Güncel

ÖZEL HABER | HDP Şirnex Milletvekili Nuran İmir: Mücadelemize Öyle ya da Böyle Her Koşulda Devam Edeceğiz

Özgür Gelecek gazetesi olarak yönetme krizine girmiş iktidarın bu HDP düşmanlığının altında yatan nedenleri HDP Şirnex (Şırnak) milletvekili Nuran İmir ile konuştuk.

 

AKP-MHP iktidarı, HDP’ye yönelik saldırılarını bir süredir daha da artırmış durumda. Neredeyse her hafta küçük ortak MHP’nin başkanı HDP’yi kapatma çağrısı yapıyor. Kapatma çağrıları henüz AKP kanadında bir karşılık bulmazken HDP’yi siyaseten linçe ve silikleştirmeye çalışan iktidar bunun için elinden gelen tüm çabayı sarf ediyor.

Biz de Özgür Gelecek gazetesi olarak yönetme krizine girmiş iktidarın bu HDP düşmanlığının altında yatan nedenleri HDP Şirnex (Şırnak) milletvekili Nuran İmir ile konuştuk.

Siyasi iktidarın HDP’ye, HDP’lilere ve bileşenlerine yönelik saldırıları son dönemde artmış durumda. İktidarın HDP düşmanlığının bu derece artmasının nedeni nedir sizce?

Siyasi iktidarın hedeflediği bütünen partimizi siyasi lince tabi tutmak ve bununla birlikte (HDP’yi) hukuken nasıl kapatabilirizin çabasını veriyor. Bu anlamda ciddi bir algı yürütülüyor. Aslında iktidarın son 5-6 yıldır yaptığı bu ülkede tek şey algı yönetmektir.

Bu algı da Kürt düşmanlığı ve HDP ile bileşenleri üzerinden yapılıyor. Çünkü HDP halkların umudu olma iddiası ile yola çıktı, HDP barışın sesi olma umudu ile yola çıktı. HDP de tabii ki tanımladığımız demokratik duruş ve iddiasıyla, faşizan uygulamaların tam karşı bir noktada durduğu için, yasaklara, baskılara rağmen yoluna devam ettiği için, bugün saldırının merkezinde bulunuyor.
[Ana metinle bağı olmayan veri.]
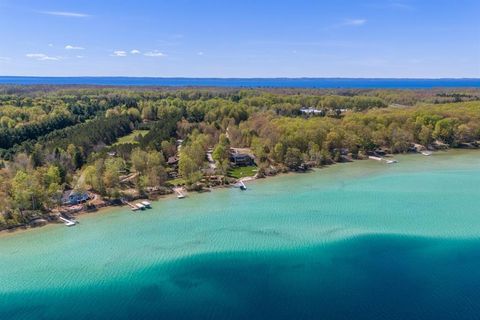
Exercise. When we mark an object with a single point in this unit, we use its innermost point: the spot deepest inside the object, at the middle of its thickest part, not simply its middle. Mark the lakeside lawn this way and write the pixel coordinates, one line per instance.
(131, 137)
(242, 172)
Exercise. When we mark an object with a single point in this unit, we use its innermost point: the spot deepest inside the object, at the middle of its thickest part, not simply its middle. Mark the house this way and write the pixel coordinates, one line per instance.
(72, 198)
(172, 161)
(241, 159)
(312, 111)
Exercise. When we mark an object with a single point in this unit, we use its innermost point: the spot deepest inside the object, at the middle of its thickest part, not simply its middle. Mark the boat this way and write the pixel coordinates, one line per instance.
(147, 204)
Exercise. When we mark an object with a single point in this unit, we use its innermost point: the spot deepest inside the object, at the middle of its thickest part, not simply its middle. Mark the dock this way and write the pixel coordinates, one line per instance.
(68, 223)
(179, 193)
(147, 204)
(242, 185)
(131, 205)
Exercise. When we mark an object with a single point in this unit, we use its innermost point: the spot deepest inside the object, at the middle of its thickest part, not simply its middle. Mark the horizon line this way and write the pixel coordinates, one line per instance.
(253, 78)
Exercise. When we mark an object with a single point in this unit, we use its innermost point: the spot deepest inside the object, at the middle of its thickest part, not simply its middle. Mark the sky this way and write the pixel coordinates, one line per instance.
(241, 38)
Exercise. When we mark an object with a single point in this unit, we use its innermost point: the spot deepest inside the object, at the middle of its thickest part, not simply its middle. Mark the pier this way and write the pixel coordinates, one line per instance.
(68, 223)
(131, 205)
(179, 193)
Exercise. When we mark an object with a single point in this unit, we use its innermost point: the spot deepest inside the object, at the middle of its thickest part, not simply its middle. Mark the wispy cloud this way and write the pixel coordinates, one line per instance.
(119, 53)
(41, 57)
(66, 14)
(400, 5)
(70, 47)
(353, 22)
(348, 23)
(154, 53)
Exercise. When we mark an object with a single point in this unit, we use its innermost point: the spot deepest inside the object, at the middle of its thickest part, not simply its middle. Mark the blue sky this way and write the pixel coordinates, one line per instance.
(208, 38)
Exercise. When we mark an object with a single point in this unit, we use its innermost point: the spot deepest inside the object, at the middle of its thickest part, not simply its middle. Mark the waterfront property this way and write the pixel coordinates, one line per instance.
(241, 159)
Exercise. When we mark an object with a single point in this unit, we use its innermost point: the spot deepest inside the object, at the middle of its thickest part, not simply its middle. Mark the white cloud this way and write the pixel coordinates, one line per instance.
(66, 14)
(70, 47)
(119, 53)
(154, 53)
(354, 22)
(41, 57)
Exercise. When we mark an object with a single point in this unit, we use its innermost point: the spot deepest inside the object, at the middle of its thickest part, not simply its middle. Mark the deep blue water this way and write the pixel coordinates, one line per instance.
(367, 278)
(249, 83)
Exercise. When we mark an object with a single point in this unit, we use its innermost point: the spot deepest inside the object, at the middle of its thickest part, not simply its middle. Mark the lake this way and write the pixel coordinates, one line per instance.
(362, 240)
(249, 82)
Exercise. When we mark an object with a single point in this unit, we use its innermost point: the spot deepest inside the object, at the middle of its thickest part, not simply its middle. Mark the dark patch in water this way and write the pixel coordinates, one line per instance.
(370, 277)
(149, 293)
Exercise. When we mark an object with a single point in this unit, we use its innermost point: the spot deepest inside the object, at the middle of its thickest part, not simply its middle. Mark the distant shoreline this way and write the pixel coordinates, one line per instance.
(102, 209)
(280, 82)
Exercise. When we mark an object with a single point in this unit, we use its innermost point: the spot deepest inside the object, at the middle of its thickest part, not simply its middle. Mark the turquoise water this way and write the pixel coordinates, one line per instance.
(249, 82)
(364, 240)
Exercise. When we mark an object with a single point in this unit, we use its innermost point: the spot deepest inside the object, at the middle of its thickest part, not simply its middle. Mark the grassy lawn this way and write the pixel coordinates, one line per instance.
(131, 137)
(241, 172)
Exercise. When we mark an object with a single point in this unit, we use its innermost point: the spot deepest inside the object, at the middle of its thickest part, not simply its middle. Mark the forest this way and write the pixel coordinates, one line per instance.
(127, 143)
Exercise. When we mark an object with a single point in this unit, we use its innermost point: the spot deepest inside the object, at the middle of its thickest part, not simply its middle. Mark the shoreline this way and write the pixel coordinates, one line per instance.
(171, 196)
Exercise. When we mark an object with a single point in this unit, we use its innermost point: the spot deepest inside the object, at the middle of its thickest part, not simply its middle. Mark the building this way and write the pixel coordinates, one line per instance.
(241, 159)
(72, 198)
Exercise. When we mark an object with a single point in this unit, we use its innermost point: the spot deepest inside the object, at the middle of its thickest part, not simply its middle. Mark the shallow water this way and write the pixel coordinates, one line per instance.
(363, 240)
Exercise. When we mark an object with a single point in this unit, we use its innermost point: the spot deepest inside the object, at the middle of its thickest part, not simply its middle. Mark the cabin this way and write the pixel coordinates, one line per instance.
(241, 159)
(172, 161)
(312, 111)
(71, 198)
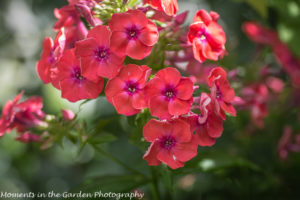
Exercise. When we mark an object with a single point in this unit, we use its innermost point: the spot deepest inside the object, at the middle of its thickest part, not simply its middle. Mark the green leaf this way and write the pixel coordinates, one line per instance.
(111, 183)
(260, 6)
(102, 138)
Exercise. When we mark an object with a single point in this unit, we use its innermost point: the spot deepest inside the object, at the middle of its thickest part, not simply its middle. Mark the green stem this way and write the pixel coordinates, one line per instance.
(116, 160)
(154, 184)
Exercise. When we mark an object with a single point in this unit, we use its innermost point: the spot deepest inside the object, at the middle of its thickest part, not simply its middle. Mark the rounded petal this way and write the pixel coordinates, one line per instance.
(170, 75)
(159, 107)
(137, 50)
(119, 22)
(203, 138)
(179, 107)
(155, 129)
(139, 100)
(118, 43)
(123, 104)
(74, 91)
(185, 151)
(169, 159)
(227, 107)
(181, 131)
(131, 72)
(151, 154)
(184, 89)
(214, 125)
(170, 7)
(114, 87)
(101, 34)
(149, 34)
(154, 87)
(86, 48)
(138, 18)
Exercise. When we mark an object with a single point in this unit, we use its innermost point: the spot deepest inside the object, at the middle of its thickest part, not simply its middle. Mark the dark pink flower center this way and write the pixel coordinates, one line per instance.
(202, 35)
(219, 94)
(102, 54)
(131, 87)
(77, 74)
(169, 93)
(133, 33)
(167, 142)
(51, 58)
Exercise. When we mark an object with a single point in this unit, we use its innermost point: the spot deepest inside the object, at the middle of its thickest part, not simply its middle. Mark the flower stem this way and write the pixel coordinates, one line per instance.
(155, 192)
(116, 160)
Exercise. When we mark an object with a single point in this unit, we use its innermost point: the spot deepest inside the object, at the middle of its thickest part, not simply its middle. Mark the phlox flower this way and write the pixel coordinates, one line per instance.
(133, 34)
(172, 143)
(208, 126)
(170, 7)
(221, 92)
(126, 90)
(169, 94)
(97, 59)
(206, 36)
(74, 86)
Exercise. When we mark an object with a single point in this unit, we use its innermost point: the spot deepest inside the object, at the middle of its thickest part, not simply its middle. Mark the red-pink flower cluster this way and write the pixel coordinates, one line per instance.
(206, 36)
(79, 60)
(167, 89)
(26, 117)
(78, 72)
(22, 116)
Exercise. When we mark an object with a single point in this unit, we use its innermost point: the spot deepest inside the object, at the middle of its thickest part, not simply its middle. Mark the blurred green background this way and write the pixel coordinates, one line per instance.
(240, 165)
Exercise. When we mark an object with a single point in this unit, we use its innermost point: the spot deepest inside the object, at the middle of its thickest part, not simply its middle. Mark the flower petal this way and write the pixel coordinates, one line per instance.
(170, 75)
(184, 89)
(179, 107)
(155, 129)
(169, 159)
(159, 107)
(123, 104)
(151, 154)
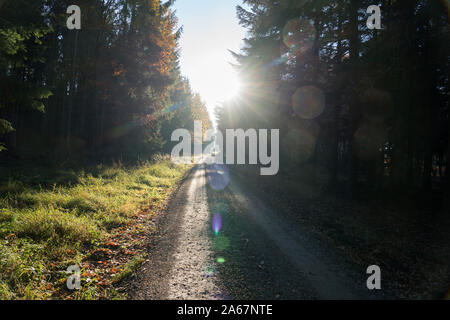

Aslında AKP kendi iktidarını kurumsallaştırması ve süreklileştirmesi için bir koz olarak HDP’yi kullanıyor. Bu sorunuza paralel olarak bir şekliyle kendi varlık ve yokluk meselesini aslında bize saldırmak üzerinden sürdürüyor. Bu saldırıların karşısında da halkların varlığını, halkların demokrasi taleplerini dillendirmemiz bizim tutumumuzdur.

Bizim bu noktadaki kararlı duruşumuzun ciddi bir etkisi var ve birçok saldırıya rağmen HDP her yerde umut olmaya devam ediyor.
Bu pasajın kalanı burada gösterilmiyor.